Türkiye-Suriye sınırında bilhassa Girê Spî şehrinin batısında bulunan Girê Sor, Susik, Til Fender ve Munbatih köylerinde kaçakçılık faaliyetlerinin gerçekleştirildiği müteakip zamanlarda çeşitli medya kuruluşlarında dile getirilmişti.
Türkiye sınırına yakın bölgelerde, IŞİD kontrolü altında bulunan köylerde yaşayan bazı Arap toplulukları, motosikletlerine yerleştirdikleri kaçak yükleriyle, ellerini kollarını sallayarak, sınırı geçerek Türkiye’de mallarını satıyorlar. Bu noktalarda sınırı geçerek Irak’ta Musul’a gitmek ve burada temin edilen malzemelerle birlikte Türkiye’ye dönmek neredeyse çocuk oyuncağı gibi bir şey ve hiçbir riski de yok.

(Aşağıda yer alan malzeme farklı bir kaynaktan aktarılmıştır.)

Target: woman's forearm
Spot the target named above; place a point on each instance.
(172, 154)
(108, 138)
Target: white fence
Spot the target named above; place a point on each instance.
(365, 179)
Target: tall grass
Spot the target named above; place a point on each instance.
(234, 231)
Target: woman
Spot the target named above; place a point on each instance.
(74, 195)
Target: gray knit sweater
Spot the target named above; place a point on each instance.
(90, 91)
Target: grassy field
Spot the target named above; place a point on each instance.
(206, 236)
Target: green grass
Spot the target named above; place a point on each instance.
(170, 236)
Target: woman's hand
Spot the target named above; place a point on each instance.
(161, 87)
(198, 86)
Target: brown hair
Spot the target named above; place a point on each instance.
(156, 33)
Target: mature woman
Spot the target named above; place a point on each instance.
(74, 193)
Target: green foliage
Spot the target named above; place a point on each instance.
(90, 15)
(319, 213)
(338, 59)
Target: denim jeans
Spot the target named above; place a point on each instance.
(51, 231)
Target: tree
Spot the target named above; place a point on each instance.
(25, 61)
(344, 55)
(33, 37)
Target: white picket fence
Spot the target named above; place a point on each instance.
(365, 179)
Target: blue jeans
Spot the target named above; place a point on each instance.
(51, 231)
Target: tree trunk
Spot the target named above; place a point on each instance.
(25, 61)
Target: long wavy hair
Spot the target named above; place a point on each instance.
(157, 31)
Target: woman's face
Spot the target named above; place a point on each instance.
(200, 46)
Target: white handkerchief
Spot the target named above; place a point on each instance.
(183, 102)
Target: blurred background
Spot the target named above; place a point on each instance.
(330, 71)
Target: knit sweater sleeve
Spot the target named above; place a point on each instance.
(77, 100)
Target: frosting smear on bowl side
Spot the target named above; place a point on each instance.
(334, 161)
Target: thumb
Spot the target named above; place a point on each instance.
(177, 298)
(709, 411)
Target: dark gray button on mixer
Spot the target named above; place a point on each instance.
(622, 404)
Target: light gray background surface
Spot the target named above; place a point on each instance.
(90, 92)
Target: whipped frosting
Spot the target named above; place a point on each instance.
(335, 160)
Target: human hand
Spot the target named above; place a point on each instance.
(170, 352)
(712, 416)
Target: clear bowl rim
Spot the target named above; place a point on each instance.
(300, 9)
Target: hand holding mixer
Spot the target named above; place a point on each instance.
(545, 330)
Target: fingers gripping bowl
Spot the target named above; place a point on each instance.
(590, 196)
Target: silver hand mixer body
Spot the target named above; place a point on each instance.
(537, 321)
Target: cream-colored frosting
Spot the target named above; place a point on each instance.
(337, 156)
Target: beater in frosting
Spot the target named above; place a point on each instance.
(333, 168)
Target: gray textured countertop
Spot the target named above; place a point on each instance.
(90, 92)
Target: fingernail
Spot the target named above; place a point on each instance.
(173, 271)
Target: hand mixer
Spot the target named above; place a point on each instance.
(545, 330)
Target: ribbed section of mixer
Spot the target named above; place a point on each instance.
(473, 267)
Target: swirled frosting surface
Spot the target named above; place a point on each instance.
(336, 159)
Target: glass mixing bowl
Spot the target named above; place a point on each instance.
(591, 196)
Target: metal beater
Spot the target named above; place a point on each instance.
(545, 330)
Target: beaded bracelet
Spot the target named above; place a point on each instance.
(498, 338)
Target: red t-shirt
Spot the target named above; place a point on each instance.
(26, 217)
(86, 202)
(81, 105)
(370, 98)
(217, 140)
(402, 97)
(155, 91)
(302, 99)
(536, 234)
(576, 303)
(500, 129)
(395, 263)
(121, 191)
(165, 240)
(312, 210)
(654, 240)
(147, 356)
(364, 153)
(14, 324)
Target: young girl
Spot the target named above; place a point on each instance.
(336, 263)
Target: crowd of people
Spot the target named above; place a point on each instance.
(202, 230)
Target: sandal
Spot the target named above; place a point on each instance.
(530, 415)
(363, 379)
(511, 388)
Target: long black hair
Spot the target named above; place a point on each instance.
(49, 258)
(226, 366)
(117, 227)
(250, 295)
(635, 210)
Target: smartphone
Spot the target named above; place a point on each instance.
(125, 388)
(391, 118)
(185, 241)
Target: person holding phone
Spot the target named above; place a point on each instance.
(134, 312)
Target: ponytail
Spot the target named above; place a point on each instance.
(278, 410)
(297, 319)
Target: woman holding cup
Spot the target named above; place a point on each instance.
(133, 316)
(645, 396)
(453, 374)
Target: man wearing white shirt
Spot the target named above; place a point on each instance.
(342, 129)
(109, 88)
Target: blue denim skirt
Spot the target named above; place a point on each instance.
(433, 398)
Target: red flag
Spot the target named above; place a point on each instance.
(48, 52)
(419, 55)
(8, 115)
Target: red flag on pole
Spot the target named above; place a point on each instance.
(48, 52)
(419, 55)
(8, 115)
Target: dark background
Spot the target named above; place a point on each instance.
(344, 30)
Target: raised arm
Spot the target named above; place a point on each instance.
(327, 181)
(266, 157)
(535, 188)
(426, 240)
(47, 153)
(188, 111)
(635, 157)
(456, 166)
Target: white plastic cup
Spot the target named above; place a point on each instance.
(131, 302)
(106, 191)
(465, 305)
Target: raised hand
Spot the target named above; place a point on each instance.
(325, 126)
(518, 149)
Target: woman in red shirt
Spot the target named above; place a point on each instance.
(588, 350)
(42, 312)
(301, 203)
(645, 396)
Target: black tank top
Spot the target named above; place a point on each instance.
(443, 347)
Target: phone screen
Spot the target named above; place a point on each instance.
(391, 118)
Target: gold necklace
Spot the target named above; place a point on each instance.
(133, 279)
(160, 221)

Girê Spî’de bulunan çok sayıda Arap aşiretleri 2013 yılının Haziran ayında bölgede bulunan Kürt ailelerin zorla göçettirilmeleri esnasında IŞİD teröristlerine destek sunmuşlardı. Kürt ailelerin evlerini terk etmeleri sonrasında bu evlere el koyan Araplar IŞİD’in finansal ve manevi olarak desteklenmesi konusunda etkin bir rol oynuyorlar.
Bölgedeki Türk devlet yetkililerinin IŞİD örgütü ile işbirliği içerisinde bulunduğu ve teröristlerin sınır geçişlerine yardım ettikleri, yaralıların illegal yollarla tedavi ettirildiği ve örgüte silah dahil lojistik destek sunduğu bilinmesine rağmen, Türk hükümeti devekuşu misali kafasını kumlara gömmeye devam ediyor.